The genesis of the Islamic Society of North America (ISNA) lay in the establishment of its predecessor organization, the Muslims Students Association of the United States and Canada (MSA). Sparked by the vision and determination of a dozen international Muslim students gathered on the campus of University of Illinois, Champaign-Urbana on January 1, 1963, MSA was founded and fueled by limited resources but unbounded energy.
The founding members of MSA met in a spirit of egalitarian partnership. They represented a great diversity of national, linguistic and even jurisprudential background among themselves. At the same time they shared a yearning for a future in which they and those who come after them will be torch-bearers and practitioners of a way of life they had committed themselves to. They spoke as equals and launched their collective endeavor through a democratic process of decision-making that has set the standard for ISNA of today.

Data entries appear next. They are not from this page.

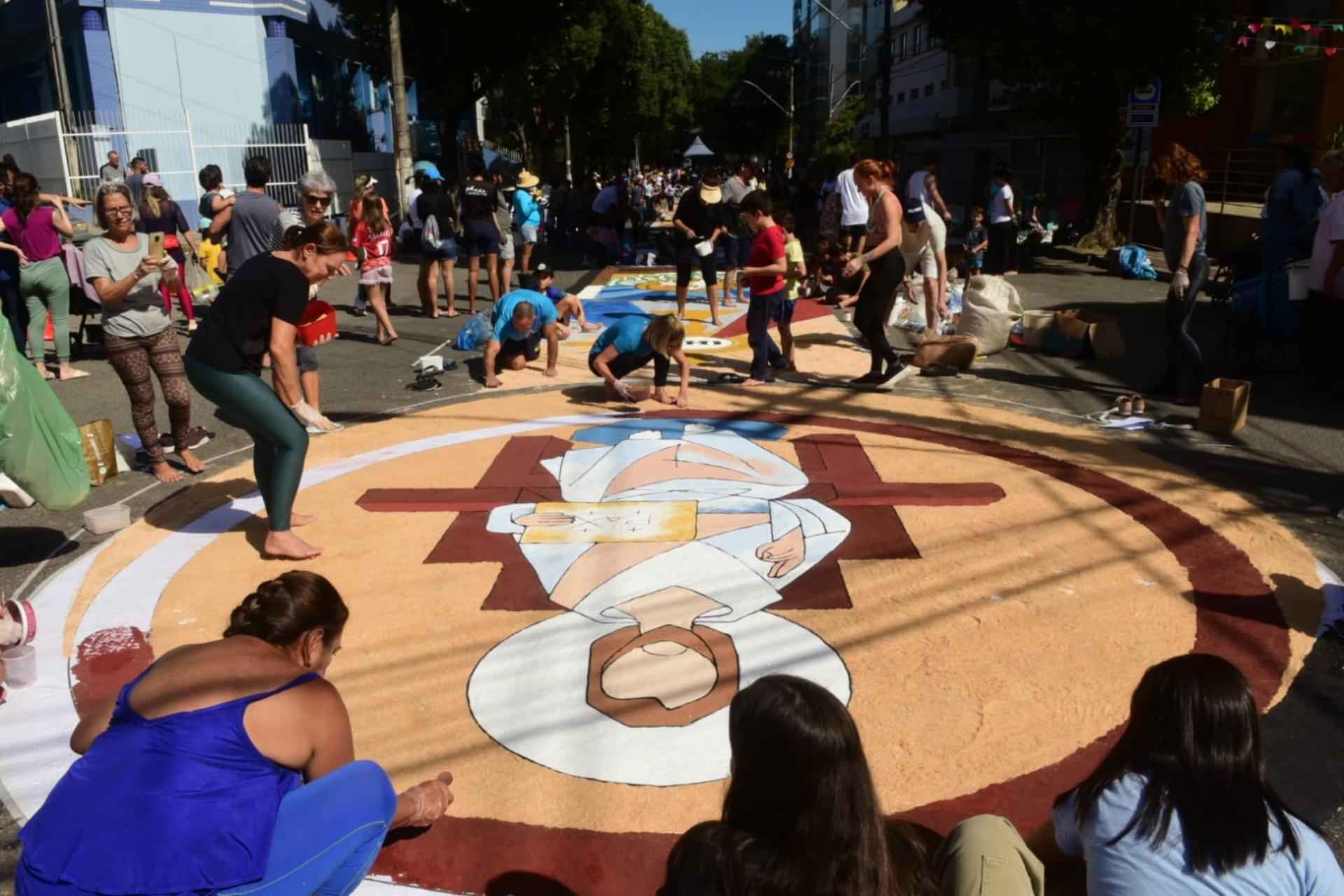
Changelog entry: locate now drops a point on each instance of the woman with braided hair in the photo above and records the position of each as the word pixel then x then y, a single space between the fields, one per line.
pixel 226 767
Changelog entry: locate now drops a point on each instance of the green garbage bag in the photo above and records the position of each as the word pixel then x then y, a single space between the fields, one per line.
pixel 39 444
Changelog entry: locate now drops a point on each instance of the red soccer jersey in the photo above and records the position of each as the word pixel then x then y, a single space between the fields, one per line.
pixel 378 248
pixel 765 248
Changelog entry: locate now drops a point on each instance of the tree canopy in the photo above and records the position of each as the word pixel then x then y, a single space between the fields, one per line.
pixel 1074 62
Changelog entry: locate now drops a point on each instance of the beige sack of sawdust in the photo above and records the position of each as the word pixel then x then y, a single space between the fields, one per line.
pixel 990 307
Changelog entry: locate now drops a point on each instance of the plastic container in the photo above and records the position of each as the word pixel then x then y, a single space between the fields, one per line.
pixel 109 519
pixel 318 323
pixel 1035 330
pixel 20 666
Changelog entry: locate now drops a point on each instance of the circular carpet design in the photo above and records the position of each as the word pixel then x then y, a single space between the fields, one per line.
pixel 556 603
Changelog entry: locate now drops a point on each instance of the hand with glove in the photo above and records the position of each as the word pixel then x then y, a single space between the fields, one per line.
pixel 424 804
pixel 1180 282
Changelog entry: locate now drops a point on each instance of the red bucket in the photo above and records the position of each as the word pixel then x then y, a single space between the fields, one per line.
pixel 318 323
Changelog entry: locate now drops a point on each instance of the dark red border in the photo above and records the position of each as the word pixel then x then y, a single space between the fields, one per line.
pixel 1237 617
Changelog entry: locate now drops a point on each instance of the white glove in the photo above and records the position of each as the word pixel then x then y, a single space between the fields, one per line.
pixel 1180 284
pixel 307 414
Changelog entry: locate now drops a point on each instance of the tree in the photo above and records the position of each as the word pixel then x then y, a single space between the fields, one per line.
pixel 1073 62
pixel 616 69
pixel 733 115
pixel 838 143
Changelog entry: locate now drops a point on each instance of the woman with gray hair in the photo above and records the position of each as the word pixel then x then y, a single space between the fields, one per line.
pixel 139 336
pixel 316 194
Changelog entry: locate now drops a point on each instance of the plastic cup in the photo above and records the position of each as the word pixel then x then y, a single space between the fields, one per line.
pixel 20 666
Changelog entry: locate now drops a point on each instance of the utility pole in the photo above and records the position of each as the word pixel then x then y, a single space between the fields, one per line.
pixel 885 66
pixel 58 65
pixel 569 163
pixel 400 112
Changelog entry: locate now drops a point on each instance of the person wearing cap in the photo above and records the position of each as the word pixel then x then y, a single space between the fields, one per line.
pixel 519 321
pixel 698 220
pixel 542 280
pixel 159 214
pixel 527 216
pixel 436 209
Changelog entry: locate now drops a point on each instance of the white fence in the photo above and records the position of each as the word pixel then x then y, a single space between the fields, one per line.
pixel 176 148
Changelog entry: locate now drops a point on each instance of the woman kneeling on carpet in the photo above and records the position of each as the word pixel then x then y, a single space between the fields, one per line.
pixel 258 311
pixel 802 782
pixel 139 335
pixel 226 767
pixel 1182 802
pixel 629 344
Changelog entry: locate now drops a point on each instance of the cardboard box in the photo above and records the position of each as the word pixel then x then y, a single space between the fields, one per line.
pixel 1224 406
pixel 955 351
pixel 1101 330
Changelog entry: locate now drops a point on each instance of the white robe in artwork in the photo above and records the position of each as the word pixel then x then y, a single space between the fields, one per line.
pixel 723 567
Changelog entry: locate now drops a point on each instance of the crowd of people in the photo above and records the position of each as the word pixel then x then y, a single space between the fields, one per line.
pixel 258 789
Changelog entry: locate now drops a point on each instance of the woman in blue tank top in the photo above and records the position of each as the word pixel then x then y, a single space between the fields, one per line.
pixel 226 767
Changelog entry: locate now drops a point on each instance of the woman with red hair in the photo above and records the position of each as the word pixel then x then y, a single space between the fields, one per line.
pixel 886 272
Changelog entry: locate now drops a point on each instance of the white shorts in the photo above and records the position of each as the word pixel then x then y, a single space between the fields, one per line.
pixel 918 251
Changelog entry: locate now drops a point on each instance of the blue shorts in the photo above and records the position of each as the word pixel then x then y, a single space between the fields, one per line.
pixel 737 251
pixel 482 238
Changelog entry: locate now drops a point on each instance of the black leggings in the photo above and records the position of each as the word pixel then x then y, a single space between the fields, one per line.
pixel 1003 248
pixel 874 307
pixel 622 365
pixel 1182 349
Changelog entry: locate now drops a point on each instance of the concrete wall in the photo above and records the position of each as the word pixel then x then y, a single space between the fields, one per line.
pixel 222 61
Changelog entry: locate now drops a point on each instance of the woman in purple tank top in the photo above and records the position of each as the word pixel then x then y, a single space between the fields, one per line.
pixel 226 767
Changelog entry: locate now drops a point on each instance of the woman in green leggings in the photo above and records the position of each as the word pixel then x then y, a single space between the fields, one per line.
pixel 258 312
pixel 34 229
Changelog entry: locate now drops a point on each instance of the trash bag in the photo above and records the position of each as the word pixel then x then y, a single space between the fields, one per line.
pixel 477 331
pixel 39 444
pixel 1135 264
pixel 990 307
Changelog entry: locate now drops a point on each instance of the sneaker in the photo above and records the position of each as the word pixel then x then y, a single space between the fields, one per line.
pixel 867 379
pixel 894 375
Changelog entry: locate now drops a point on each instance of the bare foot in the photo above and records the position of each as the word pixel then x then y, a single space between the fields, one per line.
pixel 288 546
pixel 194 464
pixel 166 473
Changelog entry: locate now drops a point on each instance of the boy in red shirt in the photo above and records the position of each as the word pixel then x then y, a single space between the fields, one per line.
pixel 765 273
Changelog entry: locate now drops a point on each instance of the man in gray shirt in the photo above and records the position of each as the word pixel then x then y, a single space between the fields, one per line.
pixel 112 171
pixel 251 222
pixel 737 244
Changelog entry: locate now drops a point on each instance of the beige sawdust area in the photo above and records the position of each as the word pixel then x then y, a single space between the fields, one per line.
pixel 1016 638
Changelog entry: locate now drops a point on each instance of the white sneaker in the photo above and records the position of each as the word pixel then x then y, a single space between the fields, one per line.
pixel 891 378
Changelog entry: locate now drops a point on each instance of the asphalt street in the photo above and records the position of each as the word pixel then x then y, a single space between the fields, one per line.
pixel 1288 461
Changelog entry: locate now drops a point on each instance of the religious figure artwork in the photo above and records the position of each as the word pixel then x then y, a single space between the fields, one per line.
pixel 666 546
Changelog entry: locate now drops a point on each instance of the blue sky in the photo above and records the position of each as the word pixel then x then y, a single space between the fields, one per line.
pixel 724 24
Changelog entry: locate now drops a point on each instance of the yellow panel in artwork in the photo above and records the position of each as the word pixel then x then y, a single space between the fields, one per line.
pixel 565 523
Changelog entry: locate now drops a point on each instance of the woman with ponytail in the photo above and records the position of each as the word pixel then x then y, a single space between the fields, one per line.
pixel 258 311
pixel 886 272
pixel 34 229
pixel 226 767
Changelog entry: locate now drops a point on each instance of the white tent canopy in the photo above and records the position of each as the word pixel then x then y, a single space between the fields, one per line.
pixel 698 149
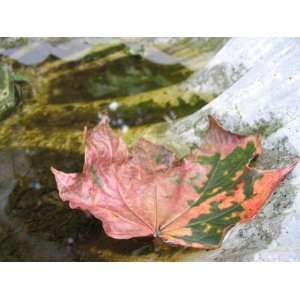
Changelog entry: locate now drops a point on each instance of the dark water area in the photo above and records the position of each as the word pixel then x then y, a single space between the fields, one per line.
pixel 44 107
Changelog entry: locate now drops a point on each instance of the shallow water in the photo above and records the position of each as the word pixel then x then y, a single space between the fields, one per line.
pixel 55 99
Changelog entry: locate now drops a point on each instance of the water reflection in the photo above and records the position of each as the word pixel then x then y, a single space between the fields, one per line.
pixel 69 84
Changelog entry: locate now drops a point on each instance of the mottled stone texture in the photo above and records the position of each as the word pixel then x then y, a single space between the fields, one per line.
pixel 265 100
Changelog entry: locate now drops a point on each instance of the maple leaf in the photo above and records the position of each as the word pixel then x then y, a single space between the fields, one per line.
pixel 190 202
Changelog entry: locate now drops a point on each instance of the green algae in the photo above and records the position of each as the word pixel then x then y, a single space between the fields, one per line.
pixel 48 129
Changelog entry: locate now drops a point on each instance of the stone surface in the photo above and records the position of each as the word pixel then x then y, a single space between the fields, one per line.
pixel 264 100
pixel 234 60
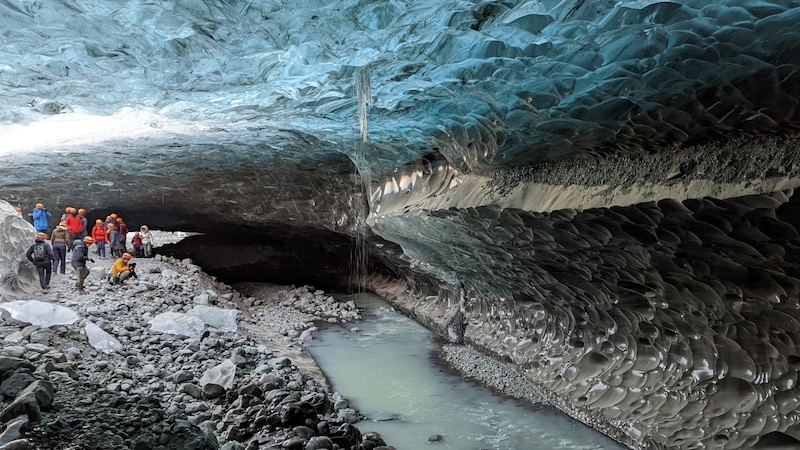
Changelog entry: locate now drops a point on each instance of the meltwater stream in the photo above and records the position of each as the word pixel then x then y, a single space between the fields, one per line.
pixel 388 369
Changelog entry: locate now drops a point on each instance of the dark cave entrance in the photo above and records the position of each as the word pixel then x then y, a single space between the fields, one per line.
pixel 285 255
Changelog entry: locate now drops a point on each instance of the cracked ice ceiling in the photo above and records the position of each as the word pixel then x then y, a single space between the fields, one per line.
pixel 530 150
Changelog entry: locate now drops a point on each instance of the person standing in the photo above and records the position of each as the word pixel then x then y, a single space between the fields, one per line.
pixel 60 238
pixel 40 216
pixel 41 255
pixel 136 242
pixel 74 225
pixel 123 230
pixel 120 270
pixel 147 241
pixel 80 254
pixel 118 245
pixel 100 236
pixel 84 224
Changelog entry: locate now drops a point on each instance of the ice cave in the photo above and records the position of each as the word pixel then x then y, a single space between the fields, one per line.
pixel 610 184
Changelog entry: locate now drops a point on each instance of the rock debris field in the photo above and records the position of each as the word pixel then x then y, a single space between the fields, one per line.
pixel 171 360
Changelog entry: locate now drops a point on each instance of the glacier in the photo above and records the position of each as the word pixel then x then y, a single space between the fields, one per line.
pixel 611 183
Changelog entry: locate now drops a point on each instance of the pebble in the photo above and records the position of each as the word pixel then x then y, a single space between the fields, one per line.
pixel 118 393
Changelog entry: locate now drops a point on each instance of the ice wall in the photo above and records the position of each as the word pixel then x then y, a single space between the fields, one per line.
pixel 17 274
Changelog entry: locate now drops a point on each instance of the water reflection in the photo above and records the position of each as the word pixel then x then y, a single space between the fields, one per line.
pixel 390 371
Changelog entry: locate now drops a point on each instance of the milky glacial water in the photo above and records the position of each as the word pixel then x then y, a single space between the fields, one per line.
pixel 388 370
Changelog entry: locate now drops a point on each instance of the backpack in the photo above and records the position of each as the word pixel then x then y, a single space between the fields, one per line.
pixel 39 253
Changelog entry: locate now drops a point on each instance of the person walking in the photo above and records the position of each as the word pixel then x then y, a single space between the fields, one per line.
pixel 40 216
pixel 41 255
pixel 74 225
pixel 147 241
pixel 84 224
pixel 136 242
pixel 80 254
pixel 116 241
pixel 100 236
pixel 60 238
pixel 121 270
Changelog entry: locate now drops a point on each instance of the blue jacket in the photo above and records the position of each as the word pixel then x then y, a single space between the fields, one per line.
pixel 80 254
pixel 47 249
pixel 40 218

From the 1960’s to the 1980’s, the Muslim population in North America grew rapidly. Students from college campuses graduated into communities and sought to explore and celebrate their growing Muslim and American identities. Community based Muslim organizations grew across the country. In 1981, MSA collaborated with the three associations of Muslim professionals that had grown with it to constitute the Islamic Society of North America. In this new order, ISNA took up the role as an overall continental membership and community organization with MSA focusing its leadership and service on university campuses, as a constituent of ISNA.
Al-Amin Masjid in Gary, Indiana served as headquarters with limited space and mostly volunteer staff until a fully functional headquarters was established in Indianapolis, IN in 1975, which moved in 1977 to temporary buildings on the newly acquired land in Plainfield, IN. The new graceful building on that property came on line to become the seat of ISNA’s general secretariat in 1981.
ISNA has maintained an unbroken and deeply entrenched culture of democratic elections and decision-making, electing its leadership through a process of members nominating and then voting to elect its officers. An election committee appointed by ISNA’s governing board oversees a rigorous process of conducting elections independently.
An egalitarian democratic ethos has been at the core of organizational behavior in ISNA. The business of ISNA has been conducted through a number of standing committees, including the executive committee, ad hoc committees and staff committees as needed, all using consensus forming and decision making processes to accomplish assigned or agreed upon goals.
As the communities that ISNA supported began to flourish, they began to outgrow the support that ISNA provided. By the late 1980’s, North American Muslim communities had become more vibrant than ever before, but also somewhat less connected, both to ISNA and to each other. It was time to focus on what the Muslim communities of the new millennium would need.
Over the course of the next decade, ISNA underwent a major paradigm shift. It started to actively engage other faith communities and interfaith organizations, and to establish partnerships with government and civil society organizations, pursuing its commitment to building a Muslim community that is active and visible in the greater society. As this work grew, so did the involvement of ISNA’s constituent communities, demonstrating that interreligious engagement was an integral part of American Muslim life. With the attacks of September 11th, this work became even more crucial.
In the years since, needs of local communities have gone beyond supporting their mosques alone; so has ISNA’s contribution to their achievements. With 57 years of uninterrupted and treasured history, ISNA has maintained its vitality in leadership and service by learning from experience and sharing best practices for sustaining strong religious communities in an ever-changing environment. In the decade of 2020 ISNA is poised to achieve not only relevant understanding and practice of our own faith in relation to that of others, but also to work together to make positive change in the society, the country and the world that we all share.